Parmi les
effets néfastes de cette inculture qui étend ses tentacules mortifères sur les
faibles cervelles de nos contemporains, un hasard m'a permis de relever qu'un
voile d'oubli recouvre aujourd'hui la pourtant fameuse querelle du peuplier.
Retraçons-en, pour l'édification des générations nouvelles et diverses, les principaux épisodes.
En février
1898, André Gide publia dans la revue
L'Ermitage un article critique sur Les
Déracinés de Maurice Barrès dont
demeurèrent célèbres la première phrase – " Né à Paris, d'un père uzètien
et d'une mère normande, où voulez-vous, monsieur Barrès, que je
m'enracine?" -- ainsi que
l'apostrophe finale –" Ce qui reste pourtant certain, c'est que, si les
sept Lorrains n'étaient pas venus à Paris, vous n'eussiez pas écrit Les Déracinés; que vous ne l'eussiez pas
écrit si vous-même n'étiez pas venu à Paris, et cela eût été extrêmement
regrettable (...)".
La chose
demandant réflexion, c'est en 1902 que M. René Doumic apporta son grain de sel,
en écrivant dans La revue des Deux Mondes
: "Le propre de l'éducation est d'arracher l'homme à son milieu
formateur.Il faut qu'elle le déracine : c'est le sens étymologique du mot
"élever"."
Cette
étymologie fut sursauter Charles Maurras, qui écrivit à son tour :"Ce
professeur se moque de nous. M. Barrès n'aurait qu'à lui demander à quel moment
un peuplier, si haut qu'il s'élève, peut être contraint au déracinement".
André Gide
ne pouvait laisser passer un tel propos sans réagir. Il le fit en publiant un
catalogue de pépinièriste, où on peut lire :" Nos arbres ont été
TRANPLANTES, 2, 3, 4 fois et plus, suivant leur force, opération qui favorise
la reprise."
Charles
Maurras riposta aussitôt. En l'absence de Marius, son vieux jardinier, il
convoqua "quelqu'un de ces grands amateurs de jardinage qui allient les
plaisirs de leur art à la haute culture intellectuelle" afin d'expliquer
comment, loin de déraciner, on éclaircit
le plant, et comment, lorsque l'on expédie de jeunes arbres "on
enveloppe les racines avec beaucoup de soin". Et Maurras conclut : "

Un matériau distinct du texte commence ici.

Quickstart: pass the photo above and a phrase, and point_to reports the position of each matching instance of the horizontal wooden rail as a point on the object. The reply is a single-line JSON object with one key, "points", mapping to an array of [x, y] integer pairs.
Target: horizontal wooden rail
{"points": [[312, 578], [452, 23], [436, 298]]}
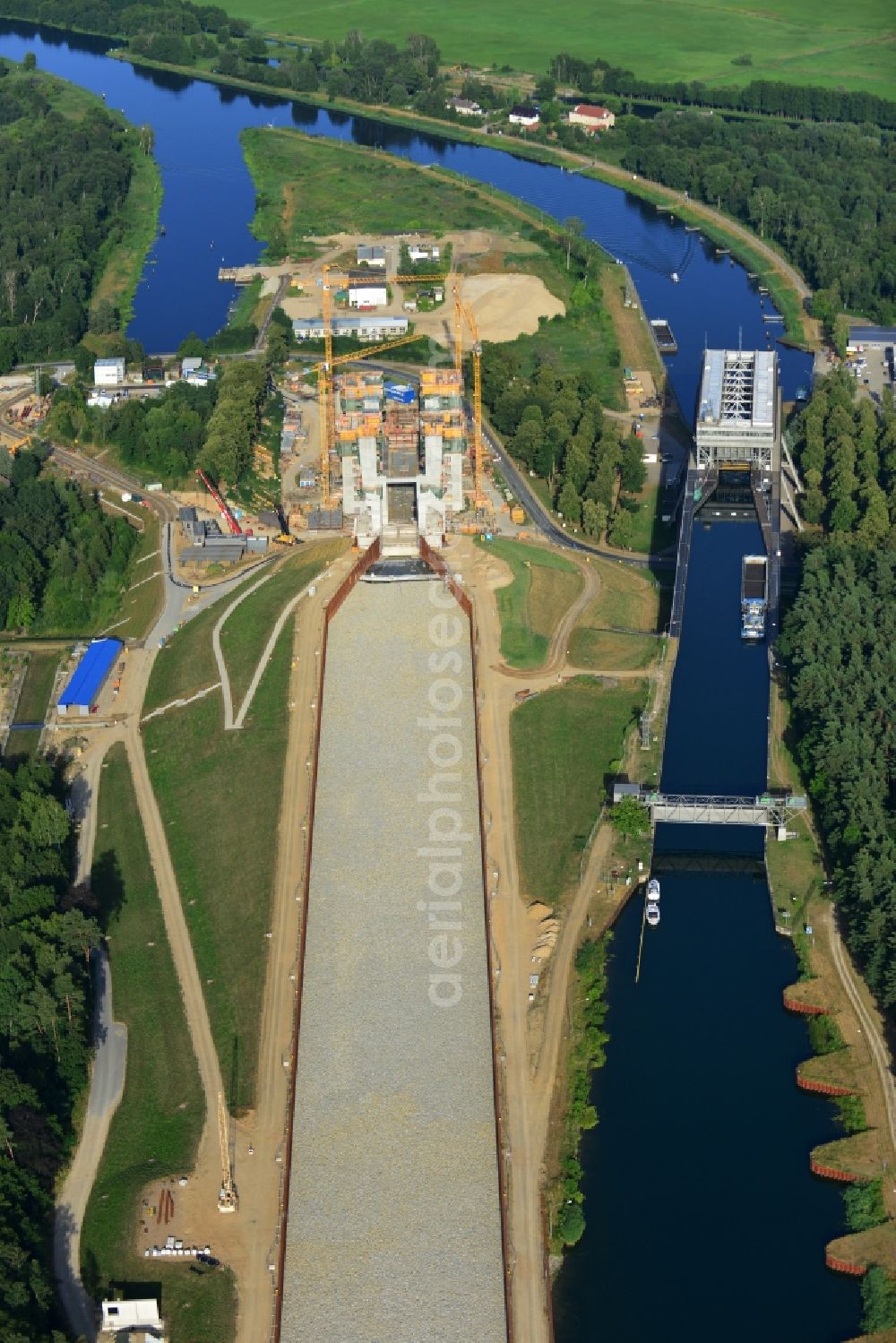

Relever, dépiquer, repiquer, replanter , même arracher sont des opérations qui
n'ont rien de commun avec le déracinement."
Piqué sans
être dépiqué ni repiqué, André Gide crut l'emporter en rappelant : "je vis
neuf mois sur douze à la campagne, où je regarde plus mon jardin que mes livres"
ajoutant : "la Société des agriculteurs de Normandie accordait à ma
pépinière une première médaille il y a quelques années".
Cette
médaille arboricole a ainsi clos une polèmique , qui avait su s'élever
au-dessus de trop terrestres questions morales et sociales.
Je ne
suggérerai donc pas que l'immigration puisse être un déracinement, et que de ce
déracinement puisse découler quelques conséquences.